Tech stocks are expensive after years of runaway success, says Susannah Streeter, senior investment and market analyst at Hargreaves Lansdown. “This makes them vulnerable as interest rates rise because it reduces the value of their future earnings.”
Technology-focused investment funds such as London-listed Scottish Mortgage Investment Trust, which at one point grew 500% in five years, are also feeling the heat.
“It contains a host of tech darlings such as Tesla, Amazon and Chinese smart electric car company Nio, and is among the biggest droppers amid concerns that the tech juggernaut is on a rocky road,” said Mrs Streeter.
Bitcoin and Ethereum have been caught up in bearish investor sentiment and are falling in line with Nasdaq-listed tech stocks, said Vijay Valecha, chief investment officer at Century Financial in Dubai.
“Their statistical correlation has reached astonishing levels since the Fed started beating the drums of higher interest rates and shrinking the balance sheet,” he adds.
In the two months to January 18, the Nasdaq Composite’s statistical correlation with Bitcoin and Ethereum stood at 83% and 70%, respectively.
“Without a strong rally in US tech stocks, cryptocurrencies will hold no gains. Technically, both seem extremely weak,” says Valecha.
Bitcoin is now consolidating in a tight range between $41,000 and $44,000, said Sam Kopelman, head of global cryptocurrency exchange Luno.
“Winter has been bleak for crypto holders as the market has remained fearful for over two months now. This forces investors to scramble for cash and safety,” he adds.
They are also rushing to safe-haven gold, which has climbed nearly 1.67% to $1,834 an ounce over the past month, according to Goldprice.org.
More growth could come in a respite for gold bugs, which saw the price drop slightly last year, Beauchamp says. “While higher bond yields should normally put pressure on gold, global inflation should give gold a longer-term boost.”
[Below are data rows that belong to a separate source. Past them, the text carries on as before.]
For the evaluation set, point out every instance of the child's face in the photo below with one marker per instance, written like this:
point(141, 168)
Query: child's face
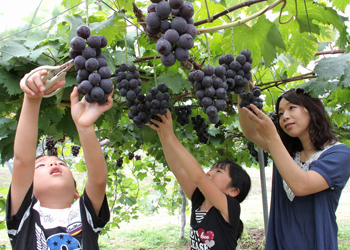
point(52, 173)
point(221, 178)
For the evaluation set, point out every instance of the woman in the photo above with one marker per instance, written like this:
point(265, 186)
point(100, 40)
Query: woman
point(310, 171)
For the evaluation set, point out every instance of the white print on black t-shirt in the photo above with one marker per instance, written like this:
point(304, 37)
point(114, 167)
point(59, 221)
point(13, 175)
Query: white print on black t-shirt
point(202, 240)
point(56, 241)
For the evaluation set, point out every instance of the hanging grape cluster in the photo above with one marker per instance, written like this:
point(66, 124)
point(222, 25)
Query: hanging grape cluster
point(75, 150)
point(201, 128)
point(251, 97)
point(183, 114)
point(93, 73)
point(211, 90)
point(237, 71)
point(174, 19)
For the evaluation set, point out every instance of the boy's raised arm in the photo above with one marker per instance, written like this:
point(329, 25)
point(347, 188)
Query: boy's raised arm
point(26, 138)
point(190, 165)
point(84, 115)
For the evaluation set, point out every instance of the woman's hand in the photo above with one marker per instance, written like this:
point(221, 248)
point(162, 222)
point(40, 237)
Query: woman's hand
point(85, 114)
point(35, 88)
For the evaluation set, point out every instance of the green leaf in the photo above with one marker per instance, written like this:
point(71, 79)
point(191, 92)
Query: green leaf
point(174, 82)
point(339, 118)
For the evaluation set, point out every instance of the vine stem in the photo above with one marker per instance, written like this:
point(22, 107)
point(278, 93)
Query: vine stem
point(126, 47)
point(155, 73)
point(208, 48)
point(206, 5)
point(87, 12)
point(239, 22)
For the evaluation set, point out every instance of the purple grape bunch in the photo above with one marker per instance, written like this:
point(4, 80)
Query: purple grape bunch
point(211, 90)
point(251, 97)
point(93, 76)
point(237, 70)
point(174, 19)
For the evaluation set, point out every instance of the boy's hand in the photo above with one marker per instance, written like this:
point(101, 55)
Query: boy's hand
point(165, 127)
point(35, 88)
point(85, 114)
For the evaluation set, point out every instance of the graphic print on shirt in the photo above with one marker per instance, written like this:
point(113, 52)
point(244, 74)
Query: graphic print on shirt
point(201, 239)
point(56, 241)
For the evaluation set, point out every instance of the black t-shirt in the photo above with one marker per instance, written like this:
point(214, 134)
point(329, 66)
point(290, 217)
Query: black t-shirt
point(214, 232)
point(36, 227)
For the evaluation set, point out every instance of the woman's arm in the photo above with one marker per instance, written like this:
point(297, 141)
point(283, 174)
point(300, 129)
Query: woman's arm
point(300, 182)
Others are turning to companies with pricing power to escape “inflation hell”, said Paul Allison, head of equity research at Freetrade.
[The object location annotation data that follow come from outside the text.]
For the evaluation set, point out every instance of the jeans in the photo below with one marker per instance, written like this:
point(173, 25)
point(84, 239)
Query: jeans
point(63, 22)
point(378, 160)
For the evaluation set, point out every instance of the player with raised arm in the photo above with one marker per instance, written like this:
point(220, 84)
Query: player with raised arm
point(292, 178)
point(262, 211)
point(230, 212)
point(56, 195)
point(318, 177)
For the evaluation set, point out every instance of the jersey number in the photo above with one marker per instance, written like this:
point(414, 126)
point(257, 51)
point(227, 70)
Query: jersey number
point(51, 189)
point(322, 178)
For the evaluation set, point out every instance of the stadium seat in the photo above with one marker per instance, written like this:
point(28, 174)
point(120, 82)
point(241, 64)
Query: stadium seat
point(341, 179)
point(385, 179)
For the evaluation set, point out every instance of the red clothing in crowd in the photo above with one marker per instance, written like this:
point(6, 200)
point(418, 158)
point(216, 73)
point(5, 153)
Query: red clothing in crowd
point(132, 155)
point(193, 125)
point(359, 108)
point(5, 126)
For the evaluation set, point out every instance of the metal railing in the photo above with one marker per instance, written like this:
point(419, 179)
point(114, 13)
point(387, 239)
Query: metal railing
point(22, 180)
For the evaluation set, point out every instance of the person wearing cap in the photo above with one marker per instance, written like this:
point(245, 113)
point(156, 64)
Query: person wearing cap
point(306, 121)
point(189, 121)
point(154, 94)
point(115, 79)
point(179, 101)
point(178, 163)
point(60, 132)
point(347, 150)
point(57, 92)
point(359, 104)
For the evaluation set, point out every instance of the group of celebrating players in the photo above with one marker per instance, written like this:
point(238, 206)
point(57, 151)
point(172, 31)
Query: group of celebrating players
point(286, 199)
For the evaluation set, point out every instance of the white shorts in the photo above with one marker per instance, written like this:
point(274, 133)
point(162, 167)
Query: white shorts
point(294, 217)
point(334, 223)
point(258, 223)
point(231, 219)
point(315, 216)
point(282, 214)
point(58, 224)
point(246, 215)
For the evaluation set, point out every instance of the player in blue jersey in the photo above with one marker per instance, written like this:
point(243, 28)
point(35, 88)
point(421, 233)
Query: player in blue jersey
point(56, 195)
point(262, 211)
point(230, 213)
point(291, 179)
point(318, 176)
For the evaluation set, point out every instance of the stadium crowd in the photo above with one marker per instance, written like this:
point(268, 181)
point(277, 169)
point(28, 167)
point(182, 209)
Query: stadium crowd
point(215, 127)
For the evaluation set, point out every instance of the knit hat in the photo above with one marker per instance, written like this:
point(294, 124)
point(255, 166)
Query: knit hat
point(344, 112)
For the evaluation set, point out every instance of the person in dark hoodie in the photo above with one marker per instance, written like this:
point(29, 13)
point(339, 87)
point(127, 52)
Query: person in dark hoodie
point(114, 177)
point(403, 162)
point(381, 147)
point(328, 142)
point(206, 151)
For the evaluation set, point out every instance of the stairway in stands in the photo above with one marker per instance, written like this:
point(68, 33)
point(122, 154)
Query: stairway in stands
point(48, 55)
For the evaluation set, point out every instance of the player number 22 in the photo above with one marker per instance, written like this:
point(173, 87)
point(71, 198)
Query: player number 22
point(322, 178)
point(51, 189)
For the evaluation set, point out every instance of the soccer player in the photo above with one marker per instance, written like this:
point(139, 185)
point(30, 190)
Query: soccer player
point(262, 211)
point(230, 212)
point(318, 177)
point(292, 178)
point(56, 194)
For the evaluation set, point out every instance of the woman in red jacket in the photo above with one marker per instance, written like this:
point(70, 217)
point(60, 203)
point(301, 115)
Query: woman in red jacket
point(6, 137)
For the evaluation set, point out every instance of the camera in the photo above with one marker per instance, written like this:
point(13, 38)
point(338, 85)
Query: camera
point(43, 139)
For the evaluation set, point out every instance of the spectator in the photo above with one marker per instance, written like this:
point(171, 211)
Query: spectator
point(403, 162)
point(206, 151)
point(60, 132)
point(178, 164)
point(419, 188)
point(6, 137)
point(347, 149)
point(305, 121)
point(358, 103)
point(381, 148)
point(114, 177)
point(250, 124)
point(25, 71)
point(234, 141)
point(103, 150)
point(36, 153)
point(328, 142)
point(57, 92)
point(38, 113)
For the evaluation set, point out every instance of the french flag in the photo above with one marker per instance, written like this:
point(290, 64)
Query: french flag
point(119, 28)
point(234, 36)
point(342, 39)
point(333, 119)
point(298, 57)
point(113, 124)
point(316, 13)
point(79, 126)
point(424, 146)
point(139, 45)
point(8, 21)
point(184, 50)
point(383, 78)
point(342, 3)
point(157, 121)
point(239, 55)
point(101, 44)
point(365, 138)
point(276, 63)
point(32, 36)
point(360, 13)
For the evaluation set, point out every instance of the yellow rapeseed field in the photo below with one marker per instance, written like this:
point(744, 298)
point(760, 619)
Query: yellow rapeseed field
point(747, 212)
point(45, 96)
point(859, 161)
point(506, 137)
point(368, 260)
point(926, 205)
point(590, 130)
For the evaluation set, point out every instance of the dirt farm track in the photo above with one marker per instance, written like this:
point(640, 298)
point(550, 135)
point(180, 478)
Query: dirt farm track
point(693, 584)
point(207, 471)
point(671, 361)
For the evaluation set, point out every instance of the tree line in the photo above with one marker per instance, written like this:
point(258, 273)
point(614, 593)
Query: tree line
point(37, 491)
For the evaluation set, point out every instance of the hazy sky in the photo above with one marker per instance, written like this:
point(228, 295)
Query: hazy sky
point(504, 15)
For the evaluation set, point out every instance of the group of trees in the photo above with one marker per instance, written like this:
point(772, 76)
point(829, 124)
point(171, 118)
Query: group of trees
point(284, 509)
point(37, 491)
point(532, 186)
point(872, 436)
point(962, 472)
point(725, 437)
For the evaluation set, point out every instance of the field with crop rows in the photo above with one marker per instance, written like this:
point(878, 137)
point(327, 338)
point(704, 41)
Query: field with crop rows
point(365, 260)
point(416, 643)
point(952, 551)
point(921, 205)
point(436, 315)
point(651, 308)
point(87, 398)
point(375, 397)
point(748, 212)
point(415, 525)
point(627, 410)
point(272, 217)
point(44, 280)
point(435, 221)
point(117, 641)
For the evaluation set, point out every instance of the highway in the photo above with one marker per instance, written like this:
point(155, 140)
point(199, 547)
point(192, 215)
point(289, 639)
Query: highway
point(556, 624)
“Pricing power is a rare and very valuable thing. This allows companies to pass on rising input costs to consumers and maintain profit margins,” adds Allison.
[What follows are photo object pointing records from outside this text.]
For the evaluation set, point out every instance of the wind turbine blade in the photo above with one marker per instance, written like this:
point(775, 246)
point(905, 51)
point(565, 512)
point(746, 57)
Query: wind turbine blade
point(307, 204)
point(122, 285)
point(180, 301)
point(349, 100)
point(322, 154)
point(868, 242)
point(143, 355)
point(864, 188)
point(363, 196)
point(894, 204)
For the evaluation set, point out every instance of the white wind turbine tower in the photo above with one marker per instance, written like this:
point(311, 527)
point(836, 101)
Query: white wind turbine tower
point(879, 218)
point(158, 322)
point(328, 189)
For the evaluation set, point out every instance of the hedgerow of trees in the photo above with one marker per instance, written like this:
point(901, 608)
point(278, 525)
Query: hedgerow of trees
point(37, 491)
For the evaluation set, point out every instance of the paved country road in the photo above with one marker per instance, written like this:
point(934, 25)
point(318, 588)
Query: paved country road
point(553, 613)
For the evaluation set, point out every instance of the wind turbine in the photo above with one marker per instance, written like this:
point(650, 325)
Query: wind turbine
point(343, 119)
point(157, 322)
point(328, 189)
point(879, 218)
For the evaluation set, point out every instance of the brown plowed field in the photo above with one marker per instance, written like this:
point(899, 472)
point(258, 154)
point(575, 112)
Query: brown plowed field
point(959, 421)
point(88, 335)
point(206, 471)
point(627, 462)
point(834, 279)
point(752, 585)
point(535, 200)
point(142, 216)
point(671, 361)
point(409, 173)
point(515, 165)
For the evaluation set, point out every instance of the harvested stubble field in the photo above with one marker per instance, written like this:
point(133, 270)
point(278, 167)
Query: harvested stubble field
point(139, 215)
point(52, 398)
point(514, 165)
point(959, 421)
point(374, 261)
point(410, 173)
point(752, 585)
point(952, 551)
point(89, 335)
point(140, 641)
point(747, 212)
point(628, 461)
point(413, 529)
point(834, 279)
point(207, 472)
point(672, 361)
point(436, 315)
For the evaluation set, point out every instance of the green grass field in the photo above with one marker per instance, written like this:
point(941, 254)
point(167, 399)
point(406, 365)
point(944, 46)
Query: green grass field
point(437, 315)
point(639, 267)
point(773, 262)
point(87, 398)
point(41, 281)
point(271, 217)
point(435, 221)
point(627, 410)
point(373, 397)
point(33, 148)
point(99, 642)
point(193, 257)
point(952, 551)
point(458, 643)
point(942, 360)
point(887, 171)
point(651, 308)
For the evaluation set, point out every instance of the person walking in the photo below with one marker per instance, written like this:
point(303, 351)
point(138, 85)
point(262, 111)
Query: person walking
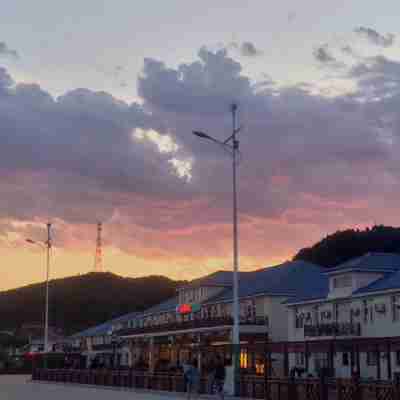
point(219, 377)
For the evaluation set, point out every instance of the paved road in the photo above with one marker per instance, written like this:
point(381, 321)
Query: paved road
point(20, 388)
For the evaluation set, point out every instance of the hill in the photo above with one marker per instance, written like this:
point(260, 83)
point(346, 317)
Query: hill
point(344, 245)
point(81, 301)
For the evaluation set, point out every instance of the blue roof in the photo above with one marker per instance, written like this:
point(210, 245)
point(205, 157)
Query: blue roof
point(165, 306)
point(218, 278)
point(292, 278)
point(370, 262)
point(388, 282)
point(104, 328)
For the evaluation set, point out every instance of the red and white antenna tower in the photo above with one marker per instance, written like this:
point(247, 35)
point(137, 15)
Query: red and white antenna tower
point(98, 258)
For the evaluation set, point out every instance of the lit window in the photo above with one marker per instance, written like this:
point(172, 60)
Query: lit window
point(371, 358)
point(299, 359)
point(342, 281)
point(243, 358)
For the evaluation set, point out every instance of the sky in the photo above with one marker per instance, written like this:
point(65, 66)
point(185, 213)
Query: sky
point(98, 100)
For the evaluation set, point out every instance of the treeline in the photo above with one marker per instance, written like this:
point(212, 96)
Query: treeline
point(344, 245)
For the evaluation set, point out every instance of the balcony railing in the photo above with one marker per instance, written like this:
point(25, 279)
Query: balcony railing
point(334, 329)
point(192, 324)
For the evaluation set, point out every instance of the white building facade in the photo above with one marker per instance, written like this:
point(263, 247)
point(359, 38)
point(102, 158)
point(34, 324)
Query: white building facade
point(353, 325)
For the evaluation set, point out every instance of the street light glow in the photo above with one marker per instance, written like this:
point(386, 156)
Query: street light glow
point(202, 135)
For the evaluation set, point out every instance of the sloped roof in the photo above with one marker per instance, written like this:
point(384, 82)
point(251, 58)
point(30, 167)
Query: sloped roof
point(165, 306)
point(292, 278)
point(105, 327)
point(370, 262)
point(388, 282)
point(218, 278)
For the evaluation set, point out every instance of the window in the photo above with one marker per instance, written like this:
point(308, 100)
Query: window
point(299, 320)
point(342, 281)
point(371, 358)
point(365, 311)
point(299, 359)
point(243, 358)
point(395, 308)
point(316, 315)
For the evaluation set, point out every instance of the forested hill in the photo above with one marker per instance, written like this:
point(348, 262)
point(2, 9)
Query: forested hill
point(82, 301)
point(344, 245)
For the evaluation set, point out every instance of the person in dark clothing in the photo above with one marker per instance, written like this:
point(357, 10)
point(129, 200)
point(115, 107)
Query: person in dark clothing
point(219, 377)
point(210, 376)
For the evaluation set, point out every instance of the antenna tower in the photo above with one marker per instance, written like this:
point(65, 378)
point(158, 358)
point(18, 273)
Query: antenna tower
point(98, 258)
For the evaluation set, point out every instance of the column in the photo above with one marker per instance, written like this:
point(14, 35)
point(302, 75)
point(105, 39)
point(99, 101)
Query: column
point(286, 361)
point(389, 361)
point(378, 363)
point(151, 355)
point(307, 364)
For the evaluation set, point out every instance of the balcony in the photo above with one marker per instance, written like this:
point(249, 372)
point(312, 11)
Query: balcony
point(191, 324)
point(334, 329)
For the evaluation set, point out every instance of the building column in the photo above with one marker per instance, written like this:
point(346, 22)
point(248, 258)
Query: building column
point(286, 361)
point(389, 361)
point(331, 360)
point(306, 359)
point(151, 355)
point(378, 363)
point(358, 360)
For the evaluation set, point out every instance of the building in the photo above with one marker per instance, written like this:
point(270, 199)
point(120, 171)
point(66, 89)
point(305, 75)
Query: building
point(351, 324)
point(199, 318)
point(101, 347)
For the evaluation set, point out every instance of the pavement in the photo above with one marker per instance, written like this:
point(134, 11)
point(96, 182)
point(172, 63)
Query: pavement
point(20, 387)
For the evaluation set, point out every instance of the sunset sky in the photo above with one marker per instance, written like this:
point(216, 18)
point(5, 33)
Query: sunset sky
point(98, 100)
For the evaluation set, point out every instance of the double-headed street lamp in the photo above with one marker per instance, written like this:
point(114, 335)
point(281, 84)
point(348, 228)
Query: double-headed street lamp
point(232, 144)
point(47, 245)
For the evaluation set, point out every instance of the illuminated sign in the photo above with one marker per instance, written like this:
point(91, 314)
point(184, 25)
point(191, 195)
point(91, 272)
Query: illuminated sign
point(187, 308)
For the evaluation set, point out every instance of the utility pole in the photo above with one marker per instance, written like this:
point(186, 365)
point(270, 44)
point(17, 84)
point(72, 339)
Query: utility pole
point(98, 258)
point(232, 144)
point(46, 324)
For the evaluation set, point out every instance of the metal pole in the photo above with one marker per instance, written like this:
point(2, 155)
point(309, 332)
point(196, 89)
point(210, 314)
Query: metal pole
point(46, 325)
point(236, 316)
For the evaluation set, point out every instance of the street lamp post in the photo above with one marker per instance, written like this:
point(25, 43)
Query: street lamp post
point(232, 144)
point(47, 244)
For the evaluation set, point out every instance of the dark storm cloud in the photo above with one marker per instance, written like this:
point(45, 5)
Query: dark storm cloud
point(289, 133)
point(375, 37)
point(79, 151)
point(246, 49)
point(5, 51)
point(323, 55)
He picks two consumer stocks that have this rare ability, Coca-Cola and French luxury brand LVMH. “They value customer loyalty, which can mean they can raise prices without a significant drop in demand.”
Companies that sell essentials such as food, medicine, energy and even insurance enjoy the greatest pricing power because people need their products, said Darius McDermott, chief executive of FundCalibre. .
“European companies Nestlé and semiconductor company ASML, US consumer goods giant Procter & Gamble and UK-listed information services companies Wolters Kluwer and analytics specialist RELX all have a pricing power,” according to McDermott.
The current gloom should not be overstated and the outlook for global gross domestic product growth remains promising. PwC’s latest Global Economy Watch predicts 4.5% growth in 2022, above its long-term rate, coupled with a jobs boom.
The anti-tech shift may be overstated because many private investors see Apple and Amazon as defensive stocks, said Ben Laidler, global markets strategist at eToro.
“They use their products every day and expect that to continue even if the global economy is struggling,” adds Laidler.
Nothing lasts eternally. Tech stocks and cryptocurrencies are the best performing investments of the past decade and at some point the market had to turn around.
However, bargain hunters may see this as an opportunity to buy rather than sell. Just keep an eye out for the threat of inflation.
Updated: January 25, 2022, 5:00 a.m.